The Centers for Medicare & Medicaid Services (CMS) has released its final rule on payments to skilled-nursing facilities (SNFs) for federal fiscal year (FFY) 2024.
Payment rates in the final rule will result in an estimated net increase of 4% (compared with 3.7% as proposed) or approximately $1.4 billion as compared with payments made in FFY 2023. The increase is based on a 3% SNF market basket increase plus a 3.6% market basket forecast error adjustment and less a 0.2% productivity adjustment and an additional negative 2.3% market basket adjustment resulting from the second phase of the Patient Driven Payment Model parity recalibration.
CMS finalizes several proposals for changes to the SNF value-based purchasing program (VBP), which rewards SNFs with incentive payments based on the quality of care they provide. New measures adopted in the VBP program in future years include those that address nursing staff turnover, discharge function, long-stay hospitalizations, and falls with major injury and readmission. CMS also replaces the SNF all cause readmissions measure with a within stay potentially preventable readmissions measure. Additionally, the final rule incorporates an equity adjustment in the SNF VBP program, increases the payback percentage, and updates the validation process for quality measures.

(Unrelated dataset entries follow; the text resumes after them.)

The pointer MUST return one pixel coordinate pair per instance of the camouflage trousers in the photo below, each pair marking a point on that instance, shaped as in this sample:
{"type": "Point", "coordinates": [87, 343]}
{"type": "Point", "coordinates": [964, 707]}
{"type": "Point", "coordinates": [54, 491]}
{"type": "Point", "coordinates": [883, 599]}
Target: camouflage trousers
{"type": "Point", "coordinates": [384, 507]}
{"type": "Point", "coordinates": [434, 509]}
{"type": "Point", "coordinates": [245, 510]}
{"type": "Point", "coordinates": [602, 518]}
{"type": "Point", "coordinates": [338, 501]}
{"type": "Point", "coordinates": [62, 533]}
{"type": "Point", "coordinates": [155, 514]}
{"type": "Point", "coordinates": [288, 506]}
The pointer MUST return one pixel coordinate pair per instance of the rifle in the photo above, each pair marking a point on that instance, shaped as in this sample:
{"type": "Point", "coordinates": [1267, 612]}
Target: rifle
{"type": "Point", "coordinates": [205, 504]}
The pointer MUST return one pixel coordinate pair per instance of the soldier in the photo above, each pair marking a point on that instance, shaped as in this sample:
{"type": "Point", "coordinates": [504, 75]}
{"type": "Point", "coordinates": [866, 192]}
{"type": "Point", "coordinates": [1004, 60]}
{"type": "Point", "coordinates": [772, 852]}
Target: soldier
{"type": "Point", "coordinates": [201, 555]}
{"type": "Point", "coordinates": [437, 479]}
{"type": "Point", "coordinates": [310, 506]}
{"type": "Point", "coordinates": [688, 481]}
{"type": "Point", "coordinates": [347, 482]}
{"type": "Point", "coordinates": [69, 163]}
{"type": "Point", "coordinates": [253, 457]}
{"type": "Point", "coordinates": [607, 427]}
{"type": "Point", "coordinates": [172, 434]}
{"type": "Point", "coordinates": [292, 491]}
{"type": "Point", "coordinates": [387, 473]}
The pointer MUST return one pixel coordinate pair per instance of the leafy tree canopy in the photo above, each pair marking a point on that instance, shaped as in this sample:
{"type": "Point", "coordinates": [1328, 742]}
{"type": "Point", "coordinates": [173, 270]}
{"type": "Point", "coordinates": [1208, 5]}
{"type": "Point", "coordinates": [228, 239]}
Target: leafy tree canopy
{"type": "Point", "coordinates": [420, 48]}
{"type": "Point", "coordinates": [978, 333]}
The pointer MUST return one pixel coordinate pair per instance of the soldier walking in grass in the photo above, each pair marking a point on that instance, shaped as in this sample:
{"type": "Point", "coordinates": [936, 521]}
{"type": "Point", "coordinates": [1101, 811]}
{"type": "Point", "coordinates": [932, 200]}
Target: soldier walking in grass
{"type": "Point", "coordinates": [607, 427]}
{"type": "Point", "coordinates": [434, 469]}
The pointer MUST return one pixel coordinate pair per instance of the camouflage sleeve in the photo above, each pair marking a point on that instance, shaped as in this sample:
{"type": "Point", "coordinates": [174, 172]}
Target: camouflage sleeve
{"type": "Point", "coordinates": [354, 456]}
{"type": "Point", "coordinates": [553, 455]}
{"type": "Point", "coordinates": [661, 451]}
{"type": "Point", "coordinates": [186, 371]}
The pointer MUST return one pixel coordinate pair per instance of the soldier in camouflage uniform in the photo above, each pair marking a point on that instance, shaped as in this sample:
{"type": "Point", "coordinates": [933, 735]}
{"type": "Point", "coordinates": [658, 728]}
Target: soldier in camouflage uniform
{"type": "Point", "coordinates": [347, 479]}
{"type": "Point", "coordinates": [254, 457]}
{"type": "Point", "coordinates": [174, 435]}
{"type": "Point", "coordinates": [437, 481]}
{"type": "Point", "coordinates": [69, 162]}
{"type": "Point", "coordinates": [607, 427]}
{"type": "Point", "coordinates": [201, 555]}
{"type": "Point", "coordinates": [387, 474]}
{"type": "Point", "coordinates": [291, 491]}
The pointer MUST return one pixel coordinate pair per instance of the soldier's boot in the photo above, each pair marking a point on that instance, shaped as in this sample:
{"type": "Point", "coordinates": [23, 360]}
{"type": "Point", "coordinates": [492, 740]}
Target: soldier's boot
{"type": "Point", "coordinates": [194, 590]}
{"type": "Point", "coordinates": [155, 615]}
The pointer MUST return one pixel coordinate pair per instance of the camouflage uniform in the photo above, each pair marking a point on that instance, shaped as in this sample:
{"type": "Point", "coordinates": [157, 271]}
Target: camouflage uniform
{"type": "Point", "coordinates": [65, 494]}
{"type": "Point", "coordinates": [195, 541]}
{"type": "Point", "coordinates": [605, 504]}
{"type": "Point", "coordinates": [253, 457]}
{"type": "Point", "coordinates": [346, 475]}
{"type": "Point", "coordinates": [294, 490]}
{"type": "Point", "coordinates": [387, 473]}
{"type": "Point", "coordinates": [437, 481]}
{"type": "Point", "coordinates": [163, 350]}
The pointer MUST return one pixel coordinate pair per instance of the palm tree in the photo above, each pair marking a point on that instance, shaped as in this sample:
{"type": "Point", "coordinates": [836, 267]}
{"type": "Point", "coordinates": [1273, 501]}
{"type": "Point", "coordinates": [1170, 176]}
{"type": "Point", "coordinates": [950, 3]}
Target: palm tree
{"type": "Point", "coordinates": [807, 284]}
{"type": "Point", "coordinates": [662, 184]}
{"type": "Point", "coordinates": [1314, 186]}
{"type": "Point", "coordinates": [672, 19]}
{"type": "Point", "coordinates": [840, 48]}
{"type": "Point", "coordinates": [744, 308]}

CMS also finalizes several updates to the SNF quality reporting program, including measures addressing discharge function and COVID-19 vaccination status for both patients and health care personnel. The final rule also removes several items that are deemed unnecessary and/or duplicative of other measures, confirms its intent to publicly report the transfer of health information measures beginning with the October 2025 refresh of Care Compare. After considering public comments received, CMS is not adopting the CoreQ: Short Stay Discharge.
CHA staff are reviewing the rule further and will provide a detailed summary shortly. Additional information on the final rule is available in a CMS fact sheet.